Hopes of launching the euro zone’s permanent rescue fund in the first days of July suffered a blow on Thursday when one of Germany’s opposition parties said it would ask the country’s highest court to suspend ratification while deciding whether it complied with the constitution.
The legal move overshadowed an agreement between Germany’s government and the opposition parties – other than the Left—clearing the way for parliamentary approval by the end of June of the 500 million euros ($628 million) European Stability Mechanismand the EU’s new fiscal compact in exchange for measures to boost economic growth and progress towards European financial transaction tax.
The court challenge by the radical Left party underlines the role of the Karlsruhe court in shaping Germany’s response to the euro zone crisis. It follows similar appeals in 2010 to block disbursement of emergency loans to Greece and the launch of the European Financial Stability Facility, the euro zone’s temporary bailout fund.
On those occasions, the court rejected applications for injunctions ruling that any delay would cause greater damage to Germany than a temporary constitutional infringement. It then took the court over a year to hear arguments and then ultimately ruled in favor of both bailout initiatives.
Similarly, the court is likely to reject an injunction to stop the launch of the ESM while it assesses its legality, but it could still take a few weeks even to reach that decision on the injunction.
The ESM is due to come into effect at the beginning of July and could have been immediately tapped to fund a bailout of Spain’s banks, although ratification may also be delayed by a week in Italy. The fiscal compact is meant to come into force on January 1.
Chancellor Angela Merkel thrashed out a deal with opposition leaders in three hours of talks in her office in Berlin. It will allow the Bundestag to vote on June 29 – although Joachim Gauck, German president, now will not sign the bills into law until the court decides on how to proceed.
In Berlin on Thursday, opposition leaders claimed a significant victory with the agreement over the ESM, forcing Ms Merkel to adopt a more proactive policy to boost economic growth and commit herself to fighting for a financial transaction tax even if it involves only nine members of the euro zone.
Wolfgang Schäuble, finance minister, has warned that opposition to the FTT from the UK, and euro zone members such as Ireland, Finland and the Netherlands, could scupper a deal. But Germany will now push for a tax to be agreed among the minimum legally possible – nine of the 17 euro zone members.
The compromise will force Ms Merkel to fly home from the European summit in Brussels on June 29 to attend a special late Friday afternoon session of the Bundestag, to report on her success in getting an active growth plan agreed, and wider agreement on the FTT.

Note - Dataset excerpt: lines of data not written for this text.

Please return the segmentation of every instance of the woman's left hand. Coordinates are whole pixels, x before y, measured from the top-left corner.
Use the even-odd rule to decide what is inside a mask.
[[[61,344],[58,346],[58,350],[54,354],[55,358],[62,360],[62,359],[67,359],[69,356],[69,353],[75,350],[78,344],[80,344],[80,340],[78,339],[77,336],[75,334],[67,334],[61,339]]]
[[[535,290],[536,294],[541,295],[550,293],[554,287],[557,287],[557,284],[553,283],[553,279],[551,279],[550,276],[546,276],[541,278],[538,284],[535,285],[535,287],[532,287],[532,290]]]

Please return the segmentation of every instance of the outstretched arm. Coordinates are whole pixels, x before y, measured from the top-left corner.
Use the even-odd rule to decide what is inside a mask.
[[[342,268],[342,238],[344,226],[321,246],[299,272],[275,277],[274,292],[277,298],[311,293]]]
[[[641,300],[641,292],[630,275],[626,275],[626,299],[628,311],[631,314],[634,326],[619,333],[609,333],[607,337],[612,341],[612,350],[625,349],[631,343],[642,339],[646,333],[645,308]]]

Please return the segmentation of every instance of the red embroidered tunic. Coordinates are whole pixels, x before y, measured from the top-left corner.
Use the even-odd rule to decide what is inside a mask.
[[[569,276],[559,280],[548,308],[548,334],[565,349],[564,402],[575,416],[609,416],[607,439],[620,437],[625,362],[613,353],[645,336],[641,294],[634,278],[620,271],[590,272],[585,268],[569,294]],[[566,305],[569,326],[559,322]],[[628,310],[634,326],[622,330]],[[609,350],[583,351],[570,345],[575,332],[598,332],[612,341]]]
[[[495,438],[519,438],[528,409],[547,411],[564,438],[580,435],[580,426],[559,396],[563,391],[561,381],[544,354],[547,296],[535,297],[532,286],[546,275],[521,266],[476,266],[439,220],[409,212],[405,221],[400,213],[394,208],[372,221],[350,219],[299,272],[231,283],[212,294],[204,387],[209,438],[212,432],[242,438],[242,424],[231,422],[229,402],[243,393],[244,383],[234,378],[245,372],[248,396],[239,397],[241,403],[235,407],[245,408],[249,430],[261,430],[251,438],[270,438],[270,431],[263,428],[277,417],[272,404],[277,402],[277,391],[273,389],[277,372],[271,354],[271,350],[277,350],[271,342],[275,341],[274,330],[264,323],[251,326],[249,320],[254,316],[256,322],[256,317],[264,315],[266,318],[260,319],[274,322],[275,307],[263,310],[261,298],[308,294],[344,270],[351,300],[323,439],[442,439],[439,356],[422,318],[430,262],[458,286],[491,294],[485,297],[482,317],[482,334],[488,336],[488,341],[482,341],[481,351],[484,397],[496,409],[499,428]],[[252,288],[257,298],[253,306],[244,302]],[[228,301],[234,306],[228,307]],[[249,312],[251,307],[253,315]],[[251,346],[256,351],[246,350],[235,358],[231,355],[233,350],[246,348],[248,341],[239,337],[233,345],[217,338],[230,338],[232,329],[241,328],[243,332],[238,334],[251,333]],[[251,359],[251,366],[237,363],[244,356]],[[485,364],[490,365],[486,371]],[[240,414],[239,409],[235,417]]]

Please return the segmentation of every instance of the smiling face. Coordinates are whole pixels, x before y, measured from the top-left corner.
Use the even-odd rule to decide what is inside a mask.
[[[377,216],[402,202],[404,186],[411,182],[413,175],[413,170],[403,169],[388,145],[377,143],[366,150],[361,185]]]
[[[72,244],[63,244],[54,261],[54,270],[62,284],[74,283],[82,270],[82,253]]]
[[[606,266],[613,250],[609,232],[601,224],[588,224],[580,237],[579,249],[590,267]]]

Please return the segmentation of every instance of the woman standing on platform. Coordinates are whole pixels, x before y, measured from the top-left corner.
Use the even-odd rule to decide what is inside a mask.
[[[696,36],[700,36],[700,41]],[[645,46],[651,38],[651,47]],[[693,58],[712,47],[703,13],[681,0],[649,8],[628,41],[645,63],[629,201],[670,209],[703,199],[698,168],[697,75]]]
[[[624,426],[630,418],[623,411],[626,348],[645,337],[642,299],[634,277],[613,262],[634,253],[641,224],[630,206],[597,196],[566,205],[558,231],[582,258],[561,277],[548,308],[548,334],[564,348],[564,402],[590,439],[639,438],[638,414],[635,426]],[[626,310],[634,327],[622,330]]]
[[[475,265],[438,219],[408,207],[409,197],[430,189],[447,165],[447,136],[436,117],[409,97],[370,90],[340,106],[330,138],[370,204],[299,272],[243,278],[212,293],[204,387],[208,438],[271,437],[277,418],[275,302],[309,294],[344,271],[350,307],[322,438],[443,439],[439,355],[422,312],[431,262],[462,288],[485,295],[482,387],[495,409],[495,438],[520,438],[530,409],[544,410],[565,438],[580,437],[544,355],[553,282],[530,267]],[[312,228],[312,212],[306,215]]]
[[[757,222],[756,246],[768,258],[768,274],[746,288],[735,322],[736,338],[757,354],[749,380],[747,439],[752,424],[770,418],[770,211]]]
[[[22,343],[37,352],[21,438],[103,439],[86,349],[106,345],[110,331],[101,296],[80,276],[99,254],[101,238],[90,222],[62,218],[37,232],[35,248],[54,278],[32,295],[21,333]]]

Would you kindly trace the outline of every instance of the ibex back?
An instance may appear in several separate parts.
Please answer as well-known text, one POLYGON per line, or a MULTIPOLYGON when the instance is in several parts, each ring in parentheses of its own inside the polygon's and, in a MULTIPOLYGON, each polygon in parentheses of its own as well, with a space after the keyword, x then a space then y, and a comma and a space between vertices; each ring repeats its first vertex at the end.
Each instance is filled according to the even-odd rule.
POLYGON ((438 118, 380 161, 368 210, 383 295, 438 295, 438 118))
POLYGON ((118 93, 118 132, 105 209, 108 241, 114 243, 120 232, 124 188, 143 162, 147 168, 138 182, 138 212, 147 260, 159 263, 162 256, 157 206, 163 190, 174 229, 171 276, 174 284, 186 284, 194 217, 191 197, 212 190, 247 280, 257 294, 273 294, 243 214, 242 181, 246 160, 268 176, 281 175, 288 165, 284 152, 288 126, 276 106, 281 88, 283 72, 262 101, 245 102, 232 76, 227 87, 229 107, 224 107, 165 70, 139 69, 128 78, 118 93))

She was forced to negotiate with the opposition because the fiscal compact is a treaty to change the German constitution and therefore requires a two-thirds majority in parliament.
Ms Merkel will also have to win the same majority in the Bundesrat from the 16 federal states and further talks will take place to win their backing on Sunday. They are concerned that the pact will restrict their budget powers.
Failure to reach agreement would have been a humiliation for the chancellor, who has insisted that her euro zone partners all adopt the fiscal compact—including a constitutional “debt brake” enforcing a balanced budget—in some cases against their better judgment. Ireland was constitutionally obliged to put the pact to a referendum.
Ms Merkel was determined to link the two treaties in a joint vote in the Bundestag, in order to persuade rebels on her own backbenches to back the ESM. By tying it to the fiscal pact, she is seeking to demonstrate that more German money will not be pledged in guarantees to euro zone partners without the strict budget discipline enshrined in the fiscal pact.